I live in wild kingdom. Marlin Perkins could have filmed in my neighborhood. On any given day the area can have: opposum, mice, owls, hawks, skunks, geese, ducks, rabbits, deer, snakes, voles, and probably 10 other animals that I have forgotten to name. Knock on wood, we don’t have a racoon problem here, but that’s about it.
Oh, but no bear sighting anywhere near us this year. Yet.
Now while I kid that I live in the boonies, I actually live in a very populated area, in a subdivision that is pushing 40 years old, and the main roads nearest to me have tons of traffic daily!
But, apparently the wild life has not gotten the memo that people have taken over their habitats, so we all compete for space.
While some people in my area consider the deer the biggest nuisance – and I agree that they can cause a lot of grief when they dart out into traffic, or destruction when they chew up a garden, for myself I live on the other side of water, and have only seen deer tracks on my street a few times since we’ve moved here.
The geese are quite another story.
Sometime, maybe four-five years back, the Canadian Geese got lost at the border and decided western New York was “close enough” to Canada, so they took up residence in the area. These pooping, squawking machines can destroy yards, roofs, and leave a giant mess behind on sidewalks and near waterways. An empty field is heaven for these creatures, and hell for anyone wanting to play soccer, take their dog for a walk or just have a seat on the grass and look at nature. Believe me, you’ll get a lot of natural-substance on your feet or rear-end if you try walking or sitting when the ducks have been.
Fortunately, my street has a secret weapon:
His name is Max.
A few years ago, we had a gaggle of geese on the lawn next door, and apparently I didn’t secure Max’s leash when I took him out for a walk. He tore-off after those geese like a mutt on a mission!
That was the last of the geese on our street for the remainder of the year.
The geese tried again the following year, and this time I deliberately let Max go after them. Again, geese-be-gone on the street.
The key part of this story is the ground area was clear of geese due to Max. Those damn quackers figured out the dog could not reach the roof, and would land and sit on various roofs in the neighborhood and proceed to do what geese do best: squawk and poop. However, what the geese didn’t count on was the fact that at our house they may be out of reach of the dog but they were not out of reach of the crazy-woman with a dozen tennis balls and pretty good aim that also resided there. While the geese would occasionally squat on someone else’s roof, they stayed clear of our roof for the rest of the year.

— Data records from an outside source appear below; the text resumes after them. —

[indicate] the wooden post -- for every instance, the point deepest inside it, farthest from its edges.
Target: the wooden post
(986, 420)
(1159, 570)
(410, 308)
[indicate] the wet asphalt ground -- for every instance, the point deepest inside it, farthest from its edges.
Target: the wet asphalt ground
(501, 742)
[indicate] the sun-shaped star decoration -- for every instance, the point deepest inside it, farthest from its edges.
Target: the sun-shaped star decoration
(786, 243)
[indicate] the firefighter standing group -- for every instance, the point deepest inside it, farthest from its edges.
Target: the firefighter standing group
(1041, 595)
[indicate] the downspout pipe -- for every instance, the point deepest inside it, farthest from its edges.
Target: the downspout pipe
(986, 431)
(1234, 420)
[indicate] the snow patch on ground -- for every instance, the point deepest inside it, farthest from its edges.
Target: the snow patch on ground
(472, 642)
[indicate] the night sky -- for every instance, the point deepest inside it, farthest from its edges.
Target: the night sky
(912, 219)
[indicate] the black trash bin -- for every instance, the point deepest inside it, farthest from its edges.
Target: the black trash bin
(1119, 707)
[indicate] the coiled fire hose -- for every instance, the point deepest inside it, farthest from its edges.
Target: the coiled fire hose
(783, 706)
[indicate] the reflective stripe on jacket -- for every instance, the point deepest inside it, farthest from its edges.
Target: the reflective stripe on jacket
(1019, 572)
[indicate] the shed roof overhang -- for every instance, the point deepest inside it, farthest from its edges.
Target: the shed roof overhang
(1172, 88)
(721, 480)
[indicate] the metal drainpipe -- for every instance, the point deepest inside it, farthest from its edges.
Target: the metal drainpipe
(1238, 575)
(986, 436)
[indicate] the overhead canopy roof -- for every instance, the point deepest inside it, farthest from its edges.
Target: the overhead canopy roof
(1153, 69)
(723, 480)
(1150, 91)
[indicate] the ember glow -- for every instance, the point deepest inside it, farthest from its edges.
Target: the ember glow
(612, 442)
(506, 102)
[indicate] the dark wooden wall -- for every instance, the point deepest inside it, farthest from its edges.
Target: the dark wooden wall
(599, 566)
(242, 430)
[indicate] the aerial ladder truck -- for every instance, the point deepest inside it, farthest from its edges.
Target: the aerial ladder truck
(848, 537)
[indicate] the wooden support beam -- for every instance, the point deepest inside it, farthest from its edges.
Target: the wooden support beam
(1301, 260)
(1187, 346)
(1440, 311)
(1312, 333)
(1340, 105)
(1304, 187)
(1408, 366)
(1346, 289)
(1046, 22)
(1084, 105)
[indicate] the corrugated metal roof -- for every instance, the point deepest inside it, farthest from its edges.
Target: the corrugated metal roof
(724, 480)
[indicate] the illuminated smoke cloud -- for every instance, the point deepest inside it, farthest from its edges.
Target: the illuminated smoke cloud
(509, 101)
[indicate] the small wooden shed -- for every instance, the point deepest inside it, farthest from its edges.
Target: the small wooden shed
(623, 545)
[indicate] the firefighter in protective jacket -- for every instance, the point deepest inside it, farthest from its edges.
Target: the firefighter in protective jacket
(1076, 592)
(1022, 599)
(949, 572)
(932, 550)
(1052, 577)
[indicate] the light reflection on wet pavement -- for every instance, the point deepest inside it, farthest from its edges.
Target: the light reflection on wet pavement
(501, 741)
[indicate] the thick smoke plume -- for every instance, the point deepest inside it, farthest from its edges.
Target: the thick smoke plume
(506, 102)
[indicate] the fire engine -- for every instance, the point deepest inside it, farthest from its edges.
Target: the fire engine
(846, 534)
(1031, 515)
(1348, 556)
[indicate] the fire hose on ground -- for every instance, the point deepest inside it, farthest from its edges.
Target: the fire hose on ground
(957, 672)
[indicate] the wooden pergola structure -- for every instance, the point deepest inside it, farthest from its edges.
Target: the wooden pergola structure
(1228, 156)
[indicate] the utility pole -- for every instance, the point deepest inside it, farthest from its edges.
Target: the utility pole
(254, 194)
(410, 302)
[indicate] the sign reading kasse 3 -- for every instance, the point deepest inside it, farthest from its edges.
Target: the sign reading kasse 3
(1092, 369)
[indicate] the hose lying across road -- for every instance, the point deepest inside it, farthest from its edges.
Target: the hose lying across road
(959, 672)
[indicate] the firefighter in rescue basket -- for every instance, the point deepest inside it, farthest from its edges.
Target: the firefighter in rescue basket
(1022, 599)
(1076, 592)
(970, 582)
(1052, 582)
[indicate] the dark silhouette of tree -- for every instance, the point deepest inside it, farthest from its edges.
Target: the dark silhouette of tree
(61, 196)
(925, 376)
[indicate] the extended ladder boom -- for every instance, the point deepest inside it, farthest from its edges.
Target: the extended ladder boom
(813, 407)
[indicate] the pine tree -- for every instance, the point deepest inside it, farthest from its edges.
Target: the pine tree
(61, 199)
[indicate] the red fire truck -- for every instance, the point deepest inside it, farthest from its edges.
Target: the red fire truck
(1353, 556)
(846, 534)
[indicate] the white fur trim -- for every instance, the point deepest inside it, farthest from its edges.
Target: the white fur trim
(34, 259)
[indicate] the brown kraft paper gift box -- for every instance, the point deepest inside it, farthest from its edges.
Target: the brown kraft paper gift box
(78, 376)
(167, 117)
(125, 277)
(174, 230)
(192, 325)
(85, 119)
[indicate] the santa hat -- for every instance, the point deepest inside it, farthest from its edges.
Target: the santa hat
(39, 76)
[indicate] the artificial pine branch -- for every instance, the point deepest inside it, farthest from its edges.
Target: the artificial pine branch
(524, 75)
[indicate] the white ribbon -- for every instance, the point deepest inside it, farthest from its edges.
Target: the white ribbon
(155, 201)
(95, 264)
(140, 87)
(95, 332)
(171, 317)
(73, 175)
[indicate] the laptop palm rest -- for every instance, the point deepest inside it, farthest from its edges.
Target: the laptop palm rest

Last year was more of the same with Max chasing off the geese, and the geese coping a squat on some roofs in the neighborhood, but ignoring our roof.
This year, we have seen the geese back on the street-level bold as brass several times. I hesitate to let Max go after them because of his back. The landscapers told us a few weeks ago that we have a nest of duck eggs under our front bushes (we can’t see them). We suspect that if there are eggs, they might be goose eggs, and that is why we saw a few geese on the street on more than one occasion. If it is goose eggs … that is bold. Max does go to the front yard on a leash, so why would you subject your little goslings to the terror known as Max?
Which brings me to my dilemma. We are getting a new roof. I have asked for spikes or prongs or something at the top of the roof-line to deter the geese from sitting on the roof. It doesn’t have to necessarily be sharp, just something to make it uncomfortable for them to squat – and poop – on the roof. Nothing will wreck a roof quite as fast as goose turds.
Note: I had great difficultly naming this post. The title was Hubby’s idea.